Members:
- Jayme Gordon
- Mo Garoub
- Sasha Babicki
- Syad Khan
Data analysis project for DSCI 522: Data Science Workflows
We are trying to answer the question, did the median ice thickness in the Canadian Arctic change by a statistically significant amount from the years 1984 to 1996? This question stems from the rising global temperatures and a curiosity of how this warming impacts the depth of the ice. The dataset used in this analysis contains measurements of ice thickness at various established monitoring stations in the Canadian Arctic on a weekly basis. Using exploratory data analysis (EDA) we determined that the data are skewed. We decided to use a hypothesis test for independence of a difference in medians using permutation for our analysis.
The dataset used in this analysis contains measurements of ice thickness at various established monitoring stations in the Canadian Arctic on a weekly basis. The data is made available from the Government of Canada and the monitoring is done by the Canadian Ice Thickness Program. Information about the program can be accessed through the Government of Canada and the specific dataset we are using is publicly available here.

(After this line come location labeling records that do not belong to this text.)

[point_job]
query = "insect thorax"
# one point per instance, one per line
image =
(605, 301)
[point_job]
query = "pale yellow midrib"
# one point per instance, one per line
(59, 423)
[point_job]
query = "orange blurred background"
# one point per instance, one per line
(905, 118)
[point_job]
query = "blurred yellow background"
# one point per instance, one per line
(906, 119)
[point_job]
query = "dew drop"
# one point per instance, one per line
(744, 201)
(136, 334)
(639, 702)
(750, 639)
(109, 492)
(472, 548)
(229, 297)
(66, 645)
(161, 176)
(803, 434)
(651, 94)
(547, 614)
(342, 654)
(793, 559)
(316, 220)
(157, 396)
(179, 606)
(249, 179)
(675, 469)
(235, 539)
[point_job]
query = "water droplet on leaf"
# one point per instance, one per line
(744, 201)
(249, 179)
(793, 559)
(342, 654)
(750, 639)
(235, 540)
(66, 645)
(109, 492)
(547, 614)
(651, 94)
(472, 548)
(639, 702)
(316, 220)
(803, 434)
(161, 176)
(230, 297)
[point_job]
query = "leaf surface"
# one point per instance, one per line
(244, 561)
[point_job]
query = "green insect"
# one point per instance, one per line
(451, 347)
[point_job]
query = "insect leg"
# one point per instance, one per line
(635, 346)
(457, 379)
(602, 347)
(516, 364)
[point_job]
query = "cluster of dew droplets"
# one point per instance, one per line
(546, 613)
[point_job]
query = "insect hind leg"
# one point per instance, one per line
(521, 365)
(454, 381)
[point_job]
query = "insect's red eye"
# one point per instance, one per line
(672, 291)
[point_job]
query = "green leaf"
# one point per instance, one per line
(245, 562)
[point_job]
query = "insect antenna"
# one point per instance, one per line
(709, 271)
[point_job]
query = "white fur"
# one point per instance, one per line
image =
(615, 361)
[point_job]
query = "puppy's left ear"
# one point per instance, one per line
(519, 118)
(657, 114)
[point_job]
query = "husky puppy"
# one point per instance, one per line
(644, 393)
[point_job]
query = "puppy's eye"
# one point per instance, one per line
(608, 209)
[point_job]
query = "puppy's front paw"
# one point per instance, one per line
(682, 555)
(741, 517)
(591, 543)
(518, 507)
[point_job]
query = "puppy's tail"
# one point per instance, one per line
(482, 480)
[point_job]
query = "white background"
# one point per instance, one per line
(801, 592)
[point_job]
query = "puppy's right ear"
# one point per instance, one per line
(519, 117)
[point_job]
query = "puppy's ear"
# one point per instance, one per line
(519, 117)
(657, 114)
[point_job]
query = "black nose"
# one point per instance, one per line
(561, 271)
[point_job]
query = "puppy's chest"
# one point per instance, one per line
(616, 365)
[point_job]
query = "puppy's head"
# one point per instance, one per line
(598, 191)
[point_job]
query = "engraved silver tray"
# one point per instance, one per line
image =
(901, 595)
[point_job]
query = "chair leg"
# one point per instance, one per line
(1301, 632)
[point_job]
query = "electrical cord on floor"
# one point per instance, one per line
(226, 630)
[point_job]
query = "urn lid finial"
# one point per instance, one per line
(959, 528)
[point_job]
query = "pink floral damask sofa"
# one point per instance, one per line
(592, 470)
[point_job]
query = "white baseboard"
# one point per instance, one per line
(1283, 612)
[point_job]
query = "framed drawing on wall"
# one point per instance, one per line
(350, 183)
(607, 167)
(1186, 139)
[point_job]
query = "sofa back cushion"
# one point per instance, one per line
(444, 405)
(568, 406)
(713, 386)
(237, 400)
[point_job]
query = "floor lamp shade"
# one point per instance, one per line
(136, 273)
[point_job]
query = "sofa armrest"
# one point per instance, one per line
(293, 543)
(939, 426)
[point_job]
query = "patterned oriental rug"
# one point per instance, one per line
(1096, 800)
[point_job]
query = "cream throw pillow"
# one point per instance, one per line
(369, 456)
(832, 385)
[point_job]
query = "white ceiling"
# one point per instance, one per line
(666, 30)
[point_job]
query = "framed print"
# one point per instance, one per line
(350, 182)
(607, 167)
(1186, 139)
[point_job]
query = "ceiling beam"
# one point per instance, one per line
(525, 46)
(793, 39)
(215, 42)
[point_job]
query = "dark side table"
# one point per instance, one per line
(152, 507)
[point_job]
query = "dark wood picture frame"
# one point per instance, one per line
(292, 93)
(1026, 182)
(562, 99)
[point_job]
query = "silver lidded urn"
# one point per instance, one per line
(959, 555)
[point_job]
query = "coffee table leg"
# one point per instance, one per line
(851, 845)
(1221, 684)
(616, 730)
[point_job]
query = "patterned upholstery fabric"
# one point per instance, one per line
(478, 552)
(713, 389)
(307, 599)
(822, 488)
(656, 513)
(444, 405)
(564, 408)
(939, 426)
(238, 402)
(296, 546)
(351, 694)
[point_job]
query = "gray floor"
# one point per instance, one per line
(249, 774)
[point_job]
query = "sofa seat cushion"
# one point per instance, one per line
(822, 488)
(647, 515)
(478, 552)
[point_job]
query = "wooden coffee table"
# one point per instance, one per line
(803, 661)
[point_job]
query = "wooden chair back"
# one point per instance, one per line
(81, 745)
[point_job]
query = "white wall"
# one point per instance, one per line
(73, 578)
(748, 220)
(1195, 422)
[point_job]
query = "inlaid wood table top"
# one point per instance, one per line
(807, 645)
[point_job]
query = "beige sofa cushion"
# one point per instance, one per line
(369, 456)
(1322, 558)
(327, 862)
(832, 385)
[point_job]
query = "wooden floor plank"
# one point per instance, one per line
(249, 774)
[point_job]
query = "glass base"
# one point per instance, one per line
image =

The summary report can be found here.
To replicate the analysis, clone this GitHub repository and follow the instructions for one of the options below:
Install Docker. Run the following command in the command line from the root directory of this project:
docker run -it --rm -v $(pwd):/home/ice_thickness syadk/ice-thickness:v0.3.0 make -C /home/ice_thickness all
To reset the repo to a clean state, with no intermediate or results files, run the following command at the command line/terminal from the root directory of this project:
docker run -it --rm -v $(pwd):/home/ice_thickness syadk/ice-thickness:v0.3.0 make -C /home/ice_thickness clean
Install all the dependencies listed under the "Dependencies" header.
Python dependencies can be installed using the conda environment file provided in the 522_grp_13.yaml. To create and activate the environment, run the following commands in the command line from the root directory of this project:
conda env create --file 522_grp_13.yaml
conda activate 522_grp_13
R dependencies can be installed by running the following command in the R terminal:
install.packages(c("tidyverse", "dplyr", "datateachr", "infer", "ggplot2", "purrr", "knitr", "docopt", "svglite", "rmarkdown"))
Once dependencies are installed, run the following command at the command line from the root directory of this project:
make all
To reset the repo to a clean state, with no intermediate or results files, run the following command at the command line from the root directory of this project:
make clean
-
Python 3.8.0 and Python packages:
- pandas==1.1.4
- ipykernel==5.3.4
- xlrd==1.2.0
- docopt==0.6.2
- altair==4.1.0
- pandas-profiling==2.9.0
- pytest==6.1.2
- altair_saver==0.5.0
- vega_datasets==0.9.0
- python-chromedriver-binary==88.0.*
-
R 4.0.3 and R libraries:
- tidyverse==1.3.0
- dplyr==1.0.2
- datateachr==0.2.1
- infer==0.5.3
- ggplot2==3.3.2
- purrr==0.3.4
- knitr==1.30
- docopt==0.7.1
- svglite==1.2.3.2
- rmarkdown==2.5
The Ice Thickness Program Collection, 1947-2002 data contains information licensed under the Open Government Licence – Canada (version 2.0).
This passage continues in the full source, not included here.